Perhaps if we had invested in the epic-design-savvy "Reversible Destiny Lofts" for our hamster, he wouldn't have worn his heart out on the pathetic little wheel we bought him...and he would have had boosted immunity and increased longevity as a bonus!
That's what the NY-based design duo of Arakawa and Gins believe is key to their "transhumanist architecture" located in the Mitaka suburb of Tokyo. Read more here. Or just check out this summary and tribute to Helen Keller, too:
The nine-unit multiple dwelling Reversible Destiny Lofts – Mitaka (In Memory of Helen Keller) marks a new point in history, in the history of human dwelling. This first completed example of procedural architecture put to residential use offers a whole new approach to home sweet home. Procedural architecture is an architecture of precision and unending invention. Works of procedural architecture function as well-tooled pieces of equipment that help the body organize its thoughts and actions to a greater degree than had previously been thought possible.

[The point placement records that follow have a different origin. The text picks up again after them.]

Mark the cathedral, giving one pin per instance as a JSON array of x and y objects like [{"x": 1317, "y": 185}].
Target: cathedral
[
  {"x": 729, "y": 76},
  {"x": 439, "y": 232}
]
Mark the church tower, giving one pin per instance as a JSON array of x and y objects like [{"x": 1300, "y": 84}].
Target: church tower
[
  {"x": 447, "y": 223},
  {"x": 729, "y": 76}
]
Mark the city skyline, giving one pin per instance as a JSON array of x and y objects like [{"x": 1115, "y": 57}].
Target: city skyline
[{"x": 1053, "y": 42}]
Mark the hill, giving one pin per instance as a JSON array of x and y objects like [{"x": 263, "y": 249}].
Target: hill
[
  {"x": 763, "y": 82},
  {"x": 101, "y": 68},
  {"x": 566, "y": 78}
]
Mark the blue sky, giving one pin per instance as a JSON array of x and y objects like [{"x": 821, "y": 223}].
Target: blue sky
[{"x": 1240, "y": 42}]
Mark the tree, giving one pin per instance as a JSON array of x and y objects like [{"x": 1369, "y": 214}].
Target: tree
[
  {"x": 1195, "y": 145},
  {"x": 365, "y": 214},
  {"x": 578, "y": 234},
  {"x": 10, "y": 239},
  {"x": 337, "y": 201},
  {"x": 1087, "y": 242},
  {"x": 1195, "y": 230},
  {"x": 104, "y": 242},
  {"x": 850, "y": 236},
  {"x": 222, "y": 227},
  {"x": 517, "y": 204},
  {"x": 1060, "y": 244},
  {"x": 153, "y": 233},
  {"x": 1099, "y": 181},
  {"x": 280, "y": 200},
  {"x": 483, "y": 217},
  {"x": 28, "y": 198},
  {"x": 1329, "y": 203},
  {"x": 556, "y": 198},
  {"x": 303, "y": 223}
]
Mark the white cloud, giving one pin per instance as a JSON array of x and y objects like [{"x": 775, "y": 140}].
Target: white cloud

These lofts address and reframe, right in the midst of the workaday world, what have thus-far been intractable philosophical problems, even at times giving rise to possible solutions. Set up to put fruitfully into question all that goes on within them, they steer residents to examine minutely the actions they take and to reconsider and, as it were, recalibrate their equanimity and self-possession, causing them to doubt themselves long enough to find a way to reinvent themselves. These tactically posed architectural volumes put human organisms on the track of why they are as they are. To be sure, every loft comes with a set of directions for use.
Based on the "brain training" craze in Japan, the lofts intentionally provide each owner with an all-out assault on the senses. This includes:
- concave floors to throw one off-balance
- oddly placed light switches that are not located in intuitive locations for late-night reachin'
- intensely bright colors to attack your sensory abilities
- even directions such as "At least once a day, amble through the apartment in total darkness."
Only $750,000 a piece! A steal, one off-putting cocave floor at a time!
Wonder if they do hamster cages...or even classrooms!